The show at one time is suspected of having a 95 percent share on all preschoolers. In 1954, Miss Frances moved to New York, where she supervised all of NBC's children's programming. She held this position until 1956, when the show was canceled in favor of The Price is Right.. Horwich owned the rights to Ding Dong School and syndicated the show until 1965.
By 1970, Miss Frances returned to Chicago and became involved with local programming once again. She eventually retired with her husband, Harvey, to Scottsdale, Arizona. She died of congestive heart failure on July 22, 2001, at the age of 94.
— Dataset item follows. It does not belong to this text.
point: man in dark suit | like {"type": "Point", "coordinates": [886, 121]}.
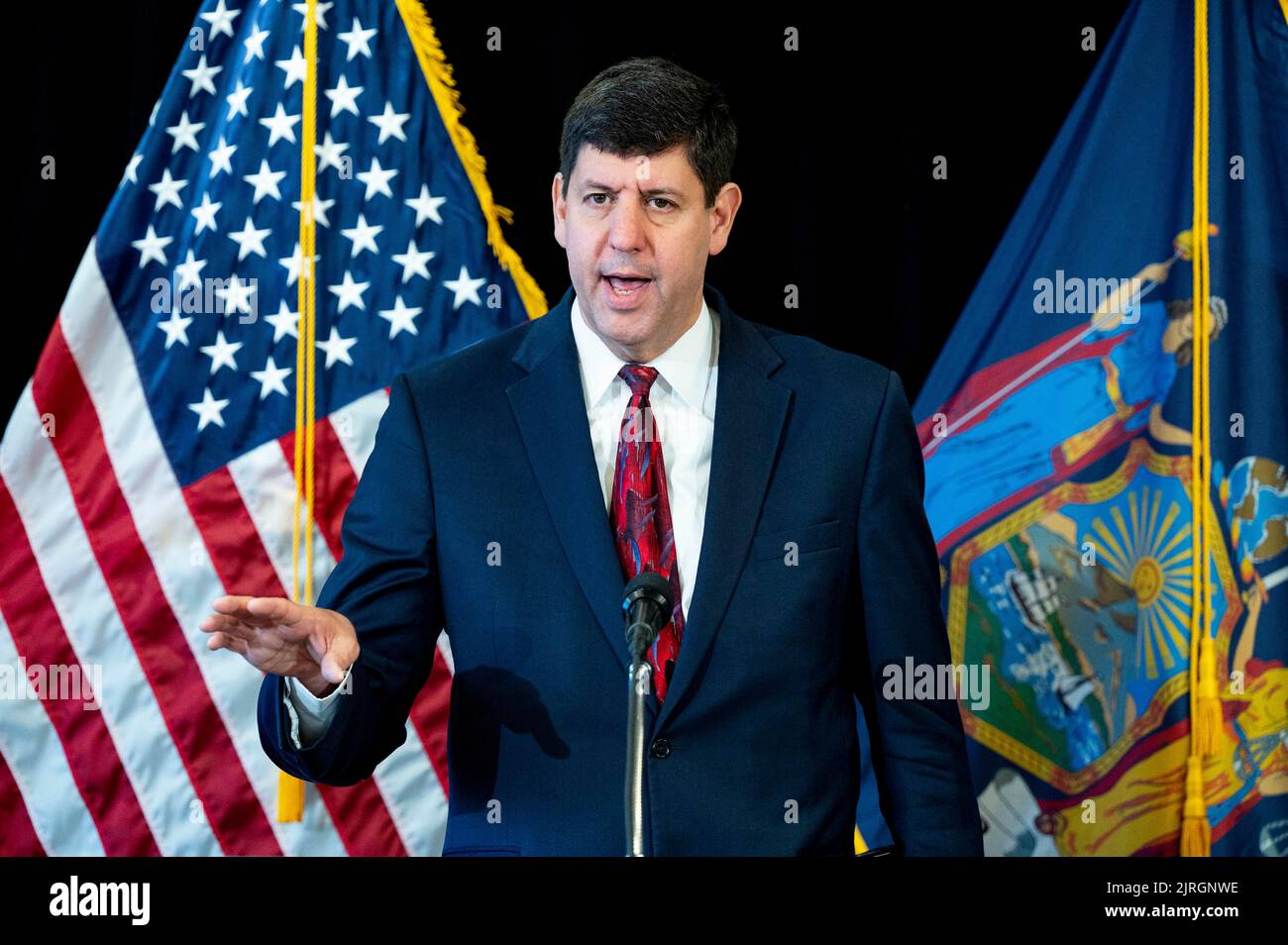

Miss Frances is famed for her uncompromising principles. In addition to resigning from NBC in protest of what she felt was commercialism over education, she would never advertise products a child could not use and would never advertise toys she felt glorified violence.
She is also cited as inventing the approach of talking to the viewing audience as if they were there with you. Other notable users of this style were Mr. Rogers and Sesame Street.
In 2006, an Ohio Historical Marker was placed by the local Daughters of the American Revolution chapter in her hometown of Ottawa, Ohio.